Parachondrostoma miegii, the Ebro nase, is a species of freshwater ray-finned fish belonging to the family Leuciscidae, which includes the daces. Eurasian minnows and related fishes. This species is endemic to Spain.

==Taxonomy==
Parachondrostoma miegii was first formally described as Chondrostoma miegii in 1866 by the Austrian ichthyologist Franz Steindachner with its type locality given as the Ebro River at Bilbao, Spain. It is now classified as a valid species in the genus Parachondrostoma within the subfamily Leuciscinae of the family Leuciscidae, this species being the type species of that genus. The genus was proposed in 2007 for four species which were split from Chondrostoma on the basis of genetic evidence.

==Etymology==
Parachondrostoma miegii belongs to the genus Parachondrostoma, this name places the prefix para-, meaning "near to" or "similar to" in front of the genus name Chondrostoma, which is a combination of chondros, a word meaning "gristle" or "cartilage", with stoma, meaning "mouth". This is an allusion to the horny plates in the mouths of the fishes in Chondrostoma . The specific name, miegi, honours someone not identified by Steindachner but it may be the Swiss-Spanish naturalist Juan Mieg.

==Description==
Parachondrostoma miegii can be told apart from its congeners by having a slightly pointed snout, the rostral cap is visible in a ventral view, the lateral line has between 45 and 56 scales and the standard length is between 3.7 and 4.4 times the depth. The Ebro nase has a maximum published standard length of 25 cm.

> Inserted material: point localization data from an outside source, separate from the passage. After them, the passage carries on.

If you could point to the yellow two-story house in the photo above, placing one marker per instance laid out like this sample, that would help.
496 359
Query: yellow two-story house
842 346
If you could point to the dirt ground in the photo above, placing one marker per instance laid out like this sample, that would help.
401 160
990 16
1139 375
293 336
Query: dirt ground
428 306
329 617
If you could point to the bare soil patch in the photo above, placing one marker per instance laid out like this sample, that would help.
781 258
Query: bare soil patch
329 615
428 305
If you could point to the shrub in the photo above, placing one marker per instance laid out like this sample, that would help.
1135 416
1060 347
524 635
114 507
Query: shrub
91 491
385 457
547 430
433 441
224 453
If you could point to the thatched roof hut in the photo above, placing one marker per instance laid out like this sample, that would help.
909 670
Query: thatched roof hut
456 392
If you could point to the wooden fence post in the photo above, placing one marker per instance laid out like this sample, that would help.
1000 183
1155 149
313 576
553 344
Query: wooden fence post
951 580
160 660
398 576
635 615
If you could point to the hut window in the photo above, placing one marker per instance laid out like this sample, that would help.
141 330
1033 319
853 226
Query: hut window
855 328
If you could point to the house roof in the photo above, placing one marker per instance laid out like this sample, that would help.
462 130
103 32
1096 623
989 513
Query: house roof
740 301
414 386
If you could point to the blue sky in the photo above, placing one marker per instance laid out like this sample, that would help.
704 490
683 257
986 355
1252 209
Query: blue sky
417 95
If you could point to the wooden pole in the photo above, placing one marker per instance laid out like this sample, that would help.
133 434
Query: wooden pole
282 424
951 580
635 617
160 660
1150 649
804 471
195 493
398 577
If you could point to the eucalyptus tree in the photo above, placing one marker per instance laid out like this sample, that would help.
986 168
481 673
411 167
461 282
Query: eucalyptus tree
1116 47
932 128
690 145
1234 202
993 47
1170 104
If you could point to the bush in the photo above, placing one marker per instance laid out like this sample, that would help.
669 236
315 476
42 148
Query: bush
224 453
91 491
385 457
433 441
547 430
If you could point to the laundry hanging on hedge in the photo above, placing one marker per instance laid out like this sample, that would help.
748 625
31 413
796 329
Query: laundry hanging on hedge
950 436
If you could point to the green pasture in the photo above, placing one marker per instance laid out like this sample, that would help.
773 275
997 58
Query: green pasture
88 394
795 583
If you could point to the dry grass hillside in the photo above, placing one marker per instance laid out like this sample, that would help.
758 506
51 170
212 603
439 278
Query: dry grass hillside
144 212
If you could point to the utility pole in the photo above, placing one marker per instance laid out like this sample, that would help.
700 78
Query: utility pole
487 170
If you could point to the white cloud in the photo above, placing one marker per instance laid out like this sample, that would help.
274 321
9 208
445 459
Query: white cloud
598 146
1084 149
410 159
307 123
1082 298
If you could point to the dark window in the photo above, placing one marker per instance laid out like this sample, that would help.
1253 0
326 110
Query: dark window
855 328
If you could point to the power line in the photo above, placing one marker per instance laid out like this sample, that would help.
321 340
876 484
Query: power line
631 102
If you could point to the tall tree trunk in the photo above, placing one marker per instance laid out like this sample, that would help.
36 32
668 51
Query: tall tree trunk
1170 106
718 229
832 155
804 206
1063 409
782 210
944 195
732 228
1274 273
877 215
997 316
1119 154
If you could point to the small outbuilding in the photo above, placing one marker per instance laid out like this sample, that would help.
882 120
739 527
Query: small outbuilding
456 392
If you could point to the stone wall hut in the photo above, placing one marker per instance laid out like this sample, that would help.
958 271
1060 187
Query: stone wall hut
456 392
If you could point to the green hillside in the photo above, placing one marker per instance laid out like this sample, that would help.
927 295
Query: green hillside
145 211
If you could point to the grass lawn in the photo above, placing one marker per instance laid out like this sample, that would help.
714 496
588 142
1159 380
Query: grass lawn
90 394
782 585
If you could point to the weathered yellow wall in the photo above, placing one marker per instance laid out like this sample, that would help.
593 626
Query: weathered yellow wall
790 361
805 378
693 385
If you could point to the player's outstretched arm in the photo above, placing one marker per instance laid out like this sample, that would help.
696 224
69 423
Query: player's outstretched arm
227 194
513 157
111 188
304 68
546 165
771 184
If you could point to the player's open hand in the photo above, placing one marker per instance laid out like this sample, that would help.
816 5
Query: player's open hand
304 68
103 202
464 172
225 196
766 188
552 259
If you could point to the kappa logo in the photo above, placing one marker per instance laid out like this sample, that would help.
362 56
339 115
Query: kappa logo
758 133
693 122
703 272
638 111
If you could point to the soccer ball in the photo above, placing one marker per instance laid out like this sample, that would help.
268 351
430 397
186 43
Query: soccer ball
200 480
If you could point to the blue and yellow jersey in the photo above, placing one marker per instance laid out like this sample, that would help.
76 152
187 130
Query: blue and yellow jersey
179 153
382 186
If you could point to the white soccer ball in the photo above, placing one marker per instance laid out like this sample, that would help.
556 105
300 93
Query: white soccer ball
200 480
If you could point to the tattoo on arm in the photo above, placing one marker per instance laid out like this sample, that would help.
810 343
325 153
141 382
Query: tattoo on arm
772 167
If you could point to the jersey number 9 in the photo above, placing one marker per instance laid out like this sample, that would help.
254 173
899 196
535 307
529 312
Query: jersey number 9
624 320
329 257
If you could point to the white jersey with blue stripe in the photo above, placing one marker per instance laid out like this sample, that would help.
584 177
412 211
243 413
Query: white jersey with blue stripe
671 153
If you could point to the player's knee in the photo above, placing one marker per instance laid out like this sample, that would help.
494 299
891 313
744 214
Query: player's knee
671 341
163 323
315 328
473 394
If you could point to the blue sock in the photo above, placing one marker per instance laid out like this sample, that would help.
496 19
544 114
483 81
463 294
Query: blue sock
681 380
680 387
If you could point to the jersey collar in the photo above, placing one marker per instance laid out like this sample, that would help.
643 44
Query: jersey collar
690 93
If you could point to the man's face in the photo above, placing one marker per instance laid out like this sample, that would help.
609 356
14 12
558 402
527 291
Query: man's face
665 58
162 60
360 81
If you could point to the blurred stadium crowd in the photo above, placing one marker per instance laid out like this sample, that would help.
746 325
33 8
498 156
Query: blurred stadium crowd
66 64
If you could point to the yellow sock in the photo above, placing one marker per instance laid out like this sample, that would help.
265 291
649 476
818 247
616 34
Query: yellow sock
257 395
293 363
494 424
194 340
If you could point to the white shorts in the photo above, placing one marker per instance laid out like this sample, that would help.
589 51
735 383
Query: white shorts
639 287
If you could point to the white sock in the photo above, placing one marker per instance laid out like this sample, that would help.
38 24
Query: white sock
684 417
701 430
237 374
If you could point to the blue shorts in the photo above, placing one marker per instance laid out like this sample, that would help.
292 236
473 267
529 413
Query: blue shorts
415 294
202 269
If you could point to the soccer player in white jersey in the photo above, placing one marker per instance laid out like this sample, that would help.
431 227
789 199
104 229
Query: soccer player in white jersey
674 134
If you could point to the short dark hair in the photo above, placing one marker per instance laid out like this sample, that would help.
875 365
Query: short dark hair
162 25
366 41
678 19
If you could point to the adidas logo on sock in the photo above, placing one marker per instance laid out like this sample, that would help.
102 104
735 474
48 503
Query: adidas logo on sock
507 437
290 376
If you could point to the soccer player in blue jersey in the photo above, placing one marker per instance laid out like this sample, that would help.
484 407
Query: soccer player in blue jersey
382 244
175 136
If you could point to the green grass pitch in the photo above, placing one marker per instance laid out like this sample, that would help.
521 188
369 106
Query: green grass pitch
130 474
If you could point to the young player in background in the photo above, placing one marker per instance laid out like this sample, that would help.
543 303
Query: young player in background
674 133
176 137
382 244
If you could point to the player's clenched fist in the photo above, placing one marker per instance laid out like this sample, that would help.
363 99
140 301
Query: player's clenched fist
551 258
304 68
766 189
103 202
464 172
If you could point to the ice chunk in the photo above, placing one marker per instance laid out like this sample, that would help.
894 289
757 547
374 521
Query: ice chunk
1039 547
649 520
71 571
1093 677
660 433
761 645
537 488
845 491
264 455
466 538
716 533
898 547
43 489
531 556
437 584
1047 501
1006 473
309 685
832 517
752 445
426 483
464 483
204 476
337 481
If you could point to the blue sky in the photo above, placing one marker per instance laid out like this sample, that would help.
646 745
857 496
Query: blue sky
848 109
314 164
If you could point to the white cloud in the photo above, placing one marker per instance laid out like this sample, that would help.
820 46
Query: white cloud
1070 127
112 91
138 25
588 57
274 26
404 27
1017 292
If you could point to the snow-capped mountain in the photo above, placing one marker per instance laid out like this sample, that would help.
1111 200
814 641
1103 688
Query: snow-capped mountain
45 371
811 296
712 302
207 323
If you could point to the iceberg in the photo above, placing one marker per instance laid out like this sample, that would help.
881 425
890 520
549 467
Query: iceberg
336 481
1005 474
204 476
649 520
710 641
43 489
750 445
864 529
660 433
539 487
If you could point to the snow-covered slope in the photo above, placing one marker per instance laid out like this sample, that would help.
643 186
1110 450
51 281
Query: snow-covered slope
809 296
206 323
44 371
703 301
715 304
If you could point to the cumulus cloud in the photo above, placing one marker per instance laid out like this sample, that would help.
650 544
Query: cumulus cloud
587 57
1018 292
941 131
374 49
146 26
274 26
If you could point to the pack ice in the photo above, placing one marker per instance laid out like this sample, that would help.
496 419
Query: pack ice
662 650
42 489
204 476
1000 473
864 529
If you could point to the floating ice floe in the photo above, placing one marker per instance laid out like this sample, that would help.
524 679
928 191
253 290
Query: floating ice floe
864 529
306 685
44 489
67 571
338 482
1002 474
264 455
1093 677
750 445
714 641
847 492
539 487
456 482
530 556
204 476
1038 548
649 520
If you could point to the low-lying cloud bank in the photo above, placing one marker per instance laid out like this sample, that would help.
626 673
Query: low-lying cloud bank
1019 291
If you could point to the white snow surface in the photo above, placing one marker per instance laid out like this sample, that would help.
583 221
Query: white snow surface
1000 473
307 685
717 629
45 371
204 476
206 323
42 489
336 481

==Distribution and habitat==
Parachondrostoma miegii is endemic to northeastern Spain, where it occurs in rivers draining to the Cantabrian and Mediterranean sea basins. In the Cantabrian Sea it is found from the Pas River in Cantabria to the Bidasoa River in the Basque Country. In the Mediterranean drainage, it is found from he Llobregat River in Catalonia southward to the Ebro and Cenia rivers in the Valencian Community. There is an isolated population, which is thought to be of this species, in the upper Tagus drainage above the Entrepeñas dam and reservoir in Castilla-La Mancha. The Ebro nase is found in fast-flowing, perennial river and stream stretches. However, in some of these waters there is a wide variation in water level, seasonally and annually, with some stretches drying out. When this happens some fishes use isolated permanent shady pools as refuges.